41. Defendant has failed to clean such portions of County Ditch No.9 which
located on Defendant's property, thereby breaching the Agreement (Exhibit
F) with respect to Section 10 of said Agreement.
42. By terms of Sections 2A and 2B of said "City of Albertville Conditional
Use/Planned Unit Development Agreement Albert Villas Third Addition,"
(Exhibit F) Defendant agreed to construct municipal improvement on and off
the Defendant's property as detailed in the plans and specifications prepared
by E.G. Rud & Sons, Inc. dated October 20,2000. Sections 2A and 2B states
as follows:
Construction of Municipal Improvements.
14
A. The Developer shall construct those Municipal Improvements
located on and off Said Plat as detailed in the Plans and Specifications
for Albertvillas, as prepared by E.G. Rud & Sons, Inc. dated October
20, 2000 and on file with the City Clerk, said improvements to .include
installation of bituminous street, curb and gutter, water mains, sanitary
and storm sewers, storm water ponding and site grading. All such
improvements shall be constructed according to the standards adopted
by the City, along with all items required by the City Engineer.

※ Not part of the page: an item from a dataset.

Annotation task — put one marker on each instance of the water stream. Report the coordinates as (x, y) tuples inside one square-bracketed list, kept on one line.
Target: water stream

Unless
the City Engineer specifies a later date, said improvements shall be
installed by October 31, 200 I, with the wear course of bituminous
pavement to be installed after May 15,2002, but before June 30,2002.
B. The Developer warrants to the City for a period of two years
from the date the City accepts the finished Municipal Improvements
that all such improvements have been constructed to City standards
and shall suffer no significant impairments, either to the structure or to
the surface or other usable areas due to improper construction, said
warranty to apply both to poor materials and faulty workmanship.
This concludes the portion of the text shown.